Global trade system risks coming off the rails: UN chief

The rules-based international trade system is in danger, UN chief Antonio Guterres warned Wednesday, amid spiralling debt, heavy tariffs and financial insecurity for emerging nations.
Guterres said too many countries were trapped in a debt crisis, spending more money on servicing creditors than funding health and education.
"Global debt has soared. Poverty and hunger are still with us. The international financial architecture is not providing an adequate safety net for developing countries. And the rules-based trading system is at risk of derailment," Guterres said at the 16th UN Conference on Trade and Development (UNCTAD) in Geneva.
Guterres said trade and development were facing a "whirlwind of change", with three-quarters of global growth now coming from the developing world, services trade surging and new technologies boosting the global economy.
However, he said geopolitical divisions, inequalities, conflicts and the climate crisis were limiting progress.
- 'In turmoil' -
Furthermore, US President Donald Trump's administration has imposed wide-ranging tariffs on other nations, triggering trade tensions around the globe.
Guterres acknowledged that "protectionism might be, in some situations, inevitable" but "at least it should be rational".
He warned that developing countries "continue to be short-changed", with uncertainty rising, investment retreating and supply chains "in turmoil".
"Trade barriers are rising, with some least-developed countries facing extortionate tariffs of 40 percent, despite representing barely one percent of global trade flows," he said.
"We see a rising risk of trade wars for goods" while "military expenditure trends show that we are increasingly investing more in death than in people's prosperity and well-being".
Guterres outlined four priorities for international action: a "fair global trade and investment system", financing for developing countries, technology and innovation to stimulate the economy, and aligning trade policies with climate objectives.
- Crushed by debt -
Guterres announced the creation of a Sevilla Forum on Debt, aimed at tackling an entrenched crisis in developing countries.
Calling for lower borrowing costs and risks, and quicker support for countries facing debt distress, he said some states were being "crushed" by debt.

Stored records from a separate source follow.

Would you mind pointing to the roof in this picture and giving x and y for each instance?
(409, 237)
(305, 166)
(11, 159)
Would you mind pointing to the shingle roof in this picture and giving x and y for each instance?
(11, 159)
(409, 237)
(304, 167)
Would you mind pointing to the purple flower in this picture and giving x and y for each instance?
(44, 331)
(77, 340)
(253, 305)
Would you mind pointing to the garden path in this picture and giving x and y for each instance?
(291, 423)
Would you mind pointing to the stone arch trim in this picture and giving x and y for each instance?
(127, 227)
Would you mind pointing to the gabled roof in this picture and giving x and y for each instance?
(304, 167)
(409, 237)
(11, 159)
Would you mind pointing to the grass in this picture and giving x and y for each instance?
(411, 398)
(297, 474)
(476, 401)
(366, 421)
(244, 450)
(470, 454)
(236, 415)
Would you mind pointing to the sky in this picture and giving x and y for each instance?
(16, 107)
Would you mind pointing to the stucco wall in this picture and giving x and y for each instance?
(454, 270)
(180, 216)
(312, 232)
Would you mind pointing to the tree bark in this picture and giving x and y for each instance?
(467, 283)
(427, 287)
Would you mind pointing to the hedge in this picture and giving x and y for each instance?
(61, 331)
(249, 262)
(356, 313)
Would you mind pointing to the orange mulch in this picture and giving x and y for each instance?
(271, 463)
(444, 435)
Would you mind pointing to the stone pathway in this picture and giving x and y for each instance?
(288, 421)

Global public debt reached $102 trillion last year, with developing countries owing $31 trillion and paying $921 billion in interest, UNCTAD said.
The Sevilla Forum is aimed at unlocking financing for developing countries, strengthening the ability to mobilise domestic funding, leveraging more private finance and tripling the lending power of multilateral development banks.
Its first meeting should be held next year.
UNCTAD says 3.4 billion people are living in countries that spend more on debt servicing than on health or education.
"It's a slow erosion of development, one budget cut at a time," said the agency's chief Rebeca Grynspan.
"True stability means countries can plan beyond the next payment, invest in their future and build, not just survive. What we have now is perpetual crisis management dressed up as normality," she said.
The Sevilla Forum, she said, would build a framework where "debt serves development instead of consuming it".